La suprématie des Réunionnais de Château-Morange et des Malgaches du Tananarive Handball Club se maintiendra-t-elle dans la Coupe des clubs de l’océan Indien de handball ? Au gymnase de Phoenix cet après-midi à partir de 16h30, ces deux formations tenteront d’ajouter un nouveau fleuron à leur palmarès en affrontant respectivement les Mahorais de l’ASC Tsingoni et les Réunionnaises de l’AS Saint-Gilles.
Les équipes mauriciennes du Curepipe Starlight (masculin) et de l’Union Sportive Beau Bassin Rose-Hill (féminin) ont pris la porte de sortie au stade des demi-finales. Elles devront se contenter des matches de classement pour l’obtention de la médaille de bronze. Reste que le Curepipe Starlight pouvait nourrir beaucoup de regrets à l’issue de son duel face à Château-Morange.
Alors que cette dernière formation, au vu de son palmarès dans cette compétition, partait en toute logique avec la faveur des pronostics, l’équipe de la ville lumière a pu soutenir la comparaison, en ne s’inclinant que de deux buts (22-24).
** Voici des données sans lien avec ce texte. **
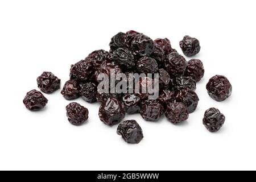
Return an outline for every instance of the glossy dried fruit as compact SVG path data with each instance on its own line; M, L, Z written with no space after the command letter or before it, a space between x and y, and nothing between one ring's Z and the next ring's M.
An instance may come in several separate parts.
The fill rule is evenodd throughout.
M193 91L196 89L196 82L191 77L181 76L172 80L175 90L189 89Z
M31 111L36 111L44 108L48 102L48 100L43 94L36 90L32 90L28 93L23 99L26 107Z
M164 90L160 93L158 100L166 108L169 103L174 103L175 99L176 93L175 92Z
M204 113L203 123L210 132L217 131L224 123L225 117L218 109L212 107Z
M142 130L135 120L126 120L120 123L117 133L129 143L139 143L143 138Z
M137 34L131 44L131 50L137 57L149 56L154 51L154 41L143 34Z
M52 72L44 72L36 80L38 88L43 92L52 93L60 88L60 79Z
M137 113L141 111L141 98L138 94L126 94L123 97L123 102L127 114Z
M76 80L68 80L60 93L67 100L77 98L79 97L79 86Z
M164 89L168 88L171 77L169 73L164 69L159 69L158 71L159 73L159 88Z
M80 85L80 94L82 98L89 103L97 101L97 86L93 82L82 84Z
M104 101L98 111L98 115L102 122L107 125L113 125L121 121L125 116L123 104L114 97Z
M171 78L183 76L187 67L185 58L176 52L172 52L167 56L165 62L166 71Z
M80 125L88 119L88 110L78 103L70 103L66 110L68 120L72 125Z
M176 102L182 102L189 113L193 113L197 107L199 98L196 93L191 90L181 90L176 94Z
M133 53L126 48L119 48L114 51L112 60L125 71L132 69L135 65Z
M192 59L188 61L184 73L185 76L191 76L196 82L199 82L204 75L204 65L200 60Z
M200 51L199 41L196 38L191 38L188 35L185 36L180 42L180 47L184 54L187 56L195 56Z
M140 33L134 30L129 31L125 34L125 43L126 47L130 48L131 46L131 42L134 38L139 35Z
M210 78L206 86L209 96L217 101L222 101L232 93L232 86L226 77L215 75Z
M125 34L119 32L111 39L109 43L110 49L113 51L117 49L118 48L125 48Z
M81 60L71 66L70 78L79 82L86 82L90 80L94 72L91 60Z
M156 39L154 40L155 45L156 44L160 47L166 55L170 54L174 52L174 49L171 46L171 42L167 38L164 39Z
M177 124L188 118L188 111L183 103L169 103L166 108L166 116L171 122Z
M158 71L156 61L150 57L143 57L140 59L136 65L137 71L141 73L154 73Z
M147 100L142 102L141 115L146 121L159 120L163 112L163 106L157 100Z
Pourtant, le tenant du titre, avec à la baguette Laurent Monache et Bruno Payet, auteurs de six et cinq buts respectivement, avait d’emblée pris le contrôle du débat. Une avance de cinq buts (9-4) après un quart d’heure de jeu et un écart de huit buts (15-7) à la pause laissait présager que les dés étaient déjà jetés.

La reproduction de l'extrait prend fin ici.